The last of 4,204,925 Ramblers was produced, ringing in the final hour for the storied car line


Monday 30th June 1969

The last of 4,204,925 Ramblers was produced, ringing in the final hour for the storied car line. The Nash Rambler had originally been developed by George Walter Mason after World War II. Mason realised before anyone else that the postwar “seller’s market” would evaporate once the market was again saturated with cars. He predicted the difficulty that independent car companies would experience once they were faced with head-to-head competition with the Big Three’s advantage in their core markets. It was Mason’s plan that to compete with the Big Three, the independents needed to market a different product.
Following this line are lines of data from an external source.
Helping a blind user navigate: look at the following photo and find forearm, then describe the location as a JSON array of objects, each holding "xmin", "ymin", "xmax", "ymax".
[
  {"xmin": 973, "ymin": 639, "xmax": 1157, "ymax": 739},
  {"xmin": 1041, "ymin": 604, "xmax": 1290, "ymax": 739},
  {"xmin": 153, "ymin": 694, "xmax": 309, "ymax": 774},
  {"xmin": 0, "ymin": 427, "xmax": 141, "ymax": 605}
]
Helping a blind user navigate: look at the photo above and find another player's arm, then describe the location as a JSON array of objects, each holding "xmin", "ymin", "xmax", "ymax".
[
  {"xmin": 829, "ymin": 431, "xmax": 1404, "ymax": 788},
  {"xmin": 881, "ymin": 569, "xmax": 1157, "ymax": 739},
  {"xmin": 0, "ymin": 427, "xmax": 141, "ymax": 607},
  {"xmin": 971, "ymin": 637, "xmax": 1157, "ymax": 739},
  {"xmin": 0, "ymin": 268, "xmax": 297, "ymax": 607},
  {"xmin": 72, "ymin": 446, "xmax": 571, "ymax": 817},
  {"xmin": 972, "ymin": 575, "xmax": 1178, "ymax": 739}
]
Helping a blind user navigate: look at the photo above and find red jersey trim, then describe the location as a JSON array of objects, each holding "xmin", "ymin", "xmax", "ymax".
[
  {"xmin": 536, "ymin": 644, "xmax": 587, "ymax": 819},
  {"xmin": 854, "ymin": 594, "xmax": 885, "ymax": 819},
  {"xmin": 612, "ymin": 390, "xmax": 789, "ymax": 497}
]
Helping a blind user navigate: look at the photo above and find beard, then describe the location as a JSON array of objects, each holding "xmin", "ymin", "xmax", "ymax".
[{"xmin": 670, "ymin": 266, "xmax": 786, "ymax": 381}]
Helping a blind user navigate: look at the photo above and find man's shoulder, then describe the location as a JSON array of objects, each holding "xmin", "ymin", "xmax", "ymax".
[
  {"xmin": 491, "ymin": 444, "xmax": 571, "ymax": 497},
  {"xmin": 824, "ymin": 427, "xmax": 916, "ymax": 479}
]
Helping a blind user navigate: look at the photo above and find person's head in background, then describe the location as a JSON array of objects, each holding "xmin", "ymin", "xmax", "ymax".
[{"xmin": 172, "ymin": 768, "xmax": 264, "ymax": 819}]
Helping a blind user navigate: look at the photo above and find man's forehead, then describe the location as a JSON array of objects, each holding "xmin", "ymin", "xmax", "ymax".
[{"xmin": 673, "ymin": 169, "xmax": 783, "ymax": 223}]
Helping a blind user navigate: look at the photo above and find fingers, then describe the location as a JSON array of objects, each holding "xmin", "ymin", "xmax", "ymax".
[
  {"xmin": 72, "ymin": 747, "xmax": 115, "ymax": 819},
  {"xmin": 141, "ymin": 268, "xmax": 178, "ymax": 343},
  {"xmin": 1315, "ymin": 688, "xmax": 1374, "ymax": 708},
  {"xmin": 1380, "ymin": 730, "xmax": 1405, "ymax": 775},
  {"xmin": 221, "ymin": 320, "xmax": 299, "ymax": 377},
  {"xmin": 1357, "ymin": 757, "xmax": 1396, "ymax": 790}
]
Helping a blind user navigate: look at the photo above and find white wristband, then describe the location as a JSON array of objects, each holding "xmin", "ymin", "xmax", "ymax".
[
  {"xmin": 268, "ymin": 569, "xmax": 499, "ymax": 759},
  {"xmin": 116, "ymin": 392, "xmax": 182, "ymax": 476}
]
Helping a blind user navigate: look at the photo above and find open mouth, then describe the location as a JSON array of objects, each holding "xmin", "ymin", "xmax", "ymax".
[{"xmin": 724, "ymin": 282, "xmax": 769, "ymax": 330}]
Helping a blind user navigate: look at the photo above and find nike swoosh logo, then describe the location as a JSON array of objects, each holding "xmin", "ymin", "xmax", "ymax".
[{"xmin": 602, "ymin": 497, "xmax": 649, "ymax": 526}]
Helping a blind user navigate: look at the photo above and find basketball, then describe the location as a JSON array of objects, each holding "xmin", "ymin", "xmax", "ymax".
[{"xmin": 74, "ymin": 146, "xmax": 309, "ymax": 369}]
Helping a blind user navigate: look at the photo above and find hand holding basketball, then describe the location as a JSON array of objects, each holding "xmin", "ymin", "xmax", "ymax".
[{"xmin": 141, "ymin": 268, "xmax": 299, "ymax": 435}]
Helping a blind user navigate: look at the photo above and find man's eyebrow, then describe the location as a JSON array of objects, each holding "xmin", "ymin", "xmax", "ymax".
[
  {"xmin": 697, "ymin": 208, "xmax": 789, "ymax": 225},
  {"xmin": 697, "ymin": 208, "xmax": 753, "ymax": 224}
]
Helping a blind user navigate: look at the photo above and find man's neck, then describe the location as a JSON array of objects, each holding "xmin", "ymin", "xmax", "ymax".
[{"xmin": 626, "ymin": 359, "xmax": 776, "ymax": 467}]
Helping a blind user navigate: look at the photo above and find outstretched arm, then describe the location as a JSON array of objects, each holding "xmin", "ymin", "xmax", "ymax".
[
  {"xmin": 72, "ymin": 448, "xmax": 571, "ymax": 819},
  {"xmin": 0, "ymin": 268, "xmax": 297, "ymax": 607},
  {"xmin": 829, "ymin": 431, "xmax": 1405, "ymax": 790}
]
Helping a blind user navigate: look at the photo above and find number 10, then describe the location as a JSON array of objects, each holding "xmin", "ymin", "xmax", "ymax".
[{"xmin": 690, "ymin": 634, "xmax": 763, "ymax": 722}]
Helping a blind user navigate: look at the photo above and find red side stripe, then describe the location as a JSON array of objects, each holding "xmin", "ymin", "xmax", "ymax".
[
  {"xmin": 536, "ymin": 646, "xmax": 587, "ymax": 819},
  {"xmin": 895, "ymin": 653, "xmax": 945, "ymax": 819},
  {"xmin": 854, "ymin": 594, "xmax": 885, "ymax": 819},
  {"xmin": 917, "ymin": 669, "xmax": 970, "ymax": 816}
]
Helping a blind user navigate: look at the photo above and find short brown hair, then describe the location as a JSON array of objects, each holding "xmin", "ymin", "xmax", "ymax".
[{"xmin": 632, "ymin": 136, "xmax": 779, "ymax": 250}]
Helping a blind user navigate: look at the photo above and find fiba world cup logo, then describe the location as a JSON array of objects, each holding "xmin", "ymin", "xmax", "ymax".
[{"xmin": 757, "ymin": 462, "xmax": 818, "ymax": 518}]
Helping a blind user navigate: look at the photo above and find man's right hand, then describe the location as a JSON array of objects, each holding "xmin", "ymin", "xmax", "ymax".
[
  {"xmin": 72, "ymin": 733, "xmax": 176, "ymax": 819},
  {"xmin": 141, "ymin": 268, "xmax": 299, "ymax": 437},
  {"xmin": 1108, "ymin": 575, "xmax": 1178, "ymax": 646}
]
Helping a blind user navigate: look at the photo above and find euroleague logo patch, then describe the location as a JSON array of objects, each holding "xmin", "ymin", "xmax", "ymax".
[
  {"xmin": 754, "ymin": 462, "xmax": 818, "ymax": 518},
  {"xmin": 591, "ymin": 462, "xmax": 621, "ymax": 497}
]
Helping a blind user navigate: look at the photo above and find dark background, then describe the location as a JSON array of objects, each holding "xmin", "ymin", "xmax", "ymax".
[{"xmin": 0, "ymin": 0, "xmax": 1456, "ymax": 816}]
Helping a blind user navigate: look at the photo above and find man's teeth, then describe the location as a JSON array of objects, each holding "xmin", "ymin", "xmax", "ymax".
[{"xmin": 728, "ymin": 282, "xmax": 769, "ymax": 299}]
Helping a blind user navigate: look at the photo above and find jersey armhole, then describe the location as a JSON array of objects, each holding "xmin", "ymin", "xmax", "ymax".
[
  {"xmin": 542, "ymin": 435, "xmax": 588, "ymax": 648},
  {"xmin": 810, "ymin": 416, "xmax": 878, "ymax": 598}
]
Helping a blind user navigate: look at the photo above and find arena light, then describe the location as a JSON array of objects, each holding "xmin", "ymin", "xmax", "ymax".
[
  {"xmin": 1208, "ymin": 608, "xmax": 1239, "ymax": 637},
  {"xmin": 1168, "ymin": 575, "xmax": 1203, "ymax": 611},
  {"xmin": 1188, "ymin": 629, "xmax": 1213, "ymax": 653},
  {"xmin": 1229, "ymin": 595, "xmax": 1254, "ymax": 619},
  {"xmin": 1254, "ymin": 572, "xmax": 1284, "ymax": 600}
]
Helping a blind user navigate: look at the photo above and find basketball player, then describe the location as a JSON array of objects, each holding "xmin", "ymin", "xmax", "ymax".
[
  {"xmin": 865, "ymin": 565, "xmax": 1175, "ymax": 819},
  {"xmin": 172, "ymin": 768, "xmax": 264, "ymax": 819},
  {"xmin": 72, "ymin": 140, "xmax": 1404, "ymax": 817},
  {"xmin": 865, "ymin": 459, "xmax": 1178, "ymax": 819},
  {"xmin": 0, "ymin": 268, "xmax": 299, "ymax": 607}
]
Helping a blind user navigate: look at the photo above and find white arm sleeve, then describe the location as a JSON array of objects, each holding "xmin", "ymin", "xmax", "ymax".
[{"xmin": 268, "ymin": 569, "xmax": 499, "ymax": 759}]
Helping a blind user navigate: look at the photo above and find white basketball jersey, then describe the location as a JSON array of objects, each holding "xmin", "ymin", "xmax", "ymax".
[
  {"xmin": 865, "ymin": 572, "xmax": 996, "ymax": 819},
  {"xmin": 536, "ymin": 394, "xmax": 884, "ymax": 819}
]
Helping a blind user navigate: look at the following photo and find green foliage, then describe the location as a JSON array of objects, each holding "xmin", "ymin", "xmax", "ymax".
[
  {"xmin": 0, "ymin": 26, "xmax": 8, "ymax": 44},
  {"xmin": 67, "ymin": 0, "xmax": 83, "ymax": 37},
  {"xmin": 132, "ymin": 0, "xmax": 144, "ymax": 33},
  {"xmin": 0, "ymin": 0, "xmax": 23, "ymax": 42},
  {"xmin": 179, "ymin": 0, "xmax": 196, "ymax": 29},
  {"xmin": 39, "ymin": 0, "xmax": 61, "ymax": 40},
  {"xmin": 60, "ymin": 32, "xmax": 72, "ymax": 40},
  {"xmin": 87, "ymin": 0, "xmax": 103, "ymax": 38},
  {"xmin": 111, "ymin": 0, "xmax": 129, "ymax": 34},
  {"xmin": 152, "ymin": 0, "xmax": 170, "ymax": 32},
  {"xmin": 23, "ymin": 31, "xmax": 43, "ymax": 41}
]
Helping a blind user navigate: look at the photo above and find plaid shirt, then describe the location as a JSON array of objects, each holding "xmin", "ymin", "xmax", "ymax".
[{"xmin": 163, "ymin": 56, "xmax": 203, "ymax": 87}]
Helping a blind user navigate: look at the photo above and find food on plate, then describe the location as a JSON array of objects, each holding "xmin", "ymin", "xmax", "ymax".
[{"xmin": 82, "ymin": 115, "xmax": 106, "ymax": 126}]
He developed a number of smaller cars, including the Rambler, the Nash-Healey (a collaboration with British Healey), and the Metropolitan. None of the cars managed to capture the American market. But years later, after Nash-Kelvinator and Hudson merged to become AMC, the Rambler finally caught on as a sub-compact car. George Romney, Mason’s protege, coined the term “gas-guzzling dinosaur” to describe the Big Three’s products. Romney led a personal ad campaign promoting the AMC Rambler as an efficient, reliable car. His campaign was immensely successful, and the Rambler was able to single-handedly keep AMC alive during impossible times for independents.